Centre to bear cost of vaccinating frontline workers: Modi spells out phase one of vaccine rollout

Four more vaccines in the pipeline, public representatives not included in Phase 1

New Delhi, January 10

Prime Minister Narendra Modi announced highlights of his government’s plan to rollout vaccines for the coronavirus on Monday.

In his virtual meeting with chief ministers to discuss vaccine plans, Modi said two vaccinations that were manufactured locally had already been approved for emergency use, and that four others would be eventually rolled out as well.

The two that were approved, he claimed, were cost effective and were more suited to India’s needs.

 “Our experts have taken all precautions to provide the countrymen with effective vaccines,” he said.

His government, he said, aims at vaccinating 3 crore people in the initial stages of rollout that begins on January 16. The people to be vaccinated first are what his government refers to as “corona warriors”---frontline workers, including health workers.

However, public representatives will not come under this category, he said.

The central government will bear the costs of the first phase of vaccinating frontline workers, he said.

"India is entering a decisive phase of vaccination in the fight against COVID-19," he said. 

He claimed that vaccination process has been slow globally---only about 2.5 crore people have been inoculated so far. His government would gradually vaccinate larger groups of people in the next few months, he said.

“We aim to vaccinate 30 crore citizens in next few months,” he said.

He said India had completed dry runs in almost districts of the country.
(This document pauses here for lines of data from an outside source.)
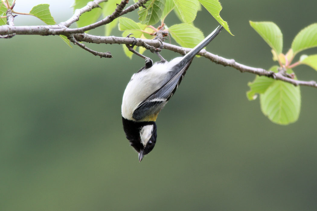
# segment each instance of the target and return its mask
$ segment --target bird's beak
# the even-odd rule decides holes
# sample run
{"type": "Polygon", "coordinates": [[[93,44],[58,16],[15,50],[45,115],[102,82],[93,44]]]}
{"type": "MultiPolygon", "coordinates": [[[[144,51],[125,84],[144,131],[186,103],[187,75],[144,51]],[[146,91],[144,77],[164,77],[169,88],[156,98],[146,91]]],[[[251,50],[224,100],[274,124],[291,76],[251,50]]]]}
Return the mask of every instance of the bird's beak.
{"type": "Polygon", "coordinates": [[[143,159],[143,156],[144,156],[144,154],[143,154],[143,150],[141,149],[140,151],[140,152],[139,152],[139,162],[141,162],[141,161],[143,159]]]}

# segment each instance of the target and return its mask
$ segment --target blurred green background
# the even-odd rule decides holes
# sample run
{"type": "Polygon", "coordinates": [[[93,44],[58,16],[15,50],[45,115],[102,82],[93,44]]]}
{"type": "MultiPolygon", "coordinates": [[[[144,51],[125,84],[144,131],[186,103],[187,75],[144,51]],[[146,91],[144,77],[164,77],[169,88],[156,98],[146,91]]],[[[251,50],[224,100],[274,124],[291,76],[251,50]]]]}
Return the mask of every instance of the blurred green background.
{"type": "MultiPolygon", "coordinates": [[[[71,15],[68,7],[58,10],[63,2],[40,3],[56,8],[58,22],[71,15]]],[[[221,3],[235,36],[223,31],[207,49],[253,66],[276,63],[249,20],[276,23],[284,53],[300,30],[317,22],[316,1],[221,3]]],[[[135,13],[129,17],[137,20],[135,13]]],[[[23,18],[16,24],[42,24],[23,18]]],[[[172,14],[166,22],[179,22],[172,14]]],[[[218,24],[204,9],[194,24],[205,35],[218,24]]],[[[258,99],[246,96],[254,75],[195,58],[159,116],[155,149],[139,163],[122,128],[121,105],[144,61],[129,60],[121,46],[88,45],[114,58],[71,49],[57,36],[0,40],[0,210],[317,209],[317,90],[301,87],[297,122],[275,124],[258,99]]],[[[308,67],[294,70],[300,79],[317,80],[308,67]]]]}

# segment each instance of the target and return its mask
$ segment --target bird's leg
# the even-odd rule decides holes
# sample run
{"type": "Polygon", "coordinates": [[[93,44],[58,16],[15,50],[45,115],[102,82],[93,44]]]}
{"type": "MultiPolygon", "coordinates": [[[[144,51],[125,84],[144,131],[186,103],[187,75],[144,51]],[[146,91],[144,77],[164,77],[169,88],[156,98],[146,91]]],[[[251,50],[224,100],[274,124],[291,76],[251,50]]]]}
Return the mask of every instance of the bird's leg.
{"type": "MultiPolygon", "coordinates": [[[[127,37],[129,38],[131,34],[128,34],[128,35],[126,36],[127,37]]],[[[152,66],[152,65],[153,65],[153,61],[150,58],[148,57],[147,57],[146,56],[142,55],[142,54],[136,51],[134,49],[133,49],[133,47],[138,42],[138,40],[137,40],[136,38],[134,37],[131,37],[131,38],[133,38],[134,39],[134,41],[133,42],[133,43],[131,46],[129,45],[126,45],[126,47],[128,48],[128,49],[129,50],[132,52],[134,54],[138,55],[141,58],[143,58],[145,59],[145,66],[147,68],[150,68],[152,66]]]]}
{"type": "MultiPolygon", "coordinates": [[[[158,48],[160,48],[161,49],[162,49],[163,48],[163,41],[162,40],[162,39],[164,39],[164,38],[165,38],[163,37],[163,38],[162,38],[161,37],[161,36],[158,35],[158,36],[157,36],[156,37],[155,37],[155,38],[154,38],[154,39],[157,40],[159,41],[160,41],[160,42],[161,43],[161,46],[159,47],[158,48]]],[[[160,62],[164,63],[166,61],[166,59],[163,58],[163,57],[162,56],[162,55],[159,54],[159,53],[157,51],[155,51],[155,53],[156,54],[156,55],[158,55],[158,57],[160,58],[160,59],[161,61],[160,61],[160,62]]]]}

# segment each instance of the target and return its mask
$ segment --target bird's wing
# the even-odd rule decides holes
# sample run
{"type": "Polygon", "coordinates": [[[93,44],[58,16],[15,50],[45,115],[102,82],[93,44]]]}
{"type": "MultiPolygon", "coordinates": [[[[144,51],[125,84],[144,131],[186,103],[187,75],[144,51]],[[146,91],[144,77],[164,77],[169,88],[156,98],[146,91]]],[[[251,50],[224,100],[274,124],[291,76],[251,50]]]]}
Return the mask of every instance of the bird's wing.
{"type": "MultiPolygon", "coordinates": [[[[140,120],[154,116],[154,118],[156,119],[158,112],[178,87],[191,62],[191,60],[185,64],[171,80],[140,103],[133,112],[133,118],[140,120]]],[[[178,67],[175,67],[178,68],[178,67]]]]}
“States must ensure no rumours regarding vaccination get spread. Social and religious groups need to be involved in this,” he said.

Drug Controller General of India, the country’s federal drug regulator, has so far approved two vaccinations --- Covishield, a vaccine jointly developed by Oxford and  British-Swedish multinational pharmaceutical Astrazenenca that Pune's Serum Institute of India will manufacture for the country, and ‘Covaxin’, an indigenously developed vaccination by Bharat Biotech in collaboration with the Indian Council for Medical Research---for restricted emergency use. While the first vaccination has already completed trials and has shown an average of 70 per cent efficacy in two doses, the second one, ‘Covaxin’, is still in Phase 3 of its trials.

The drug regulator’s approval of a vaccination that is still in Phase 3 of its trials has been controversial, with experts calling the approval premature. ICMR, one of India’s apex body overseeing biomedical research in the country, has since clarified that the approval was in “clinical trial mode”---a term that many experts say they have never heard before.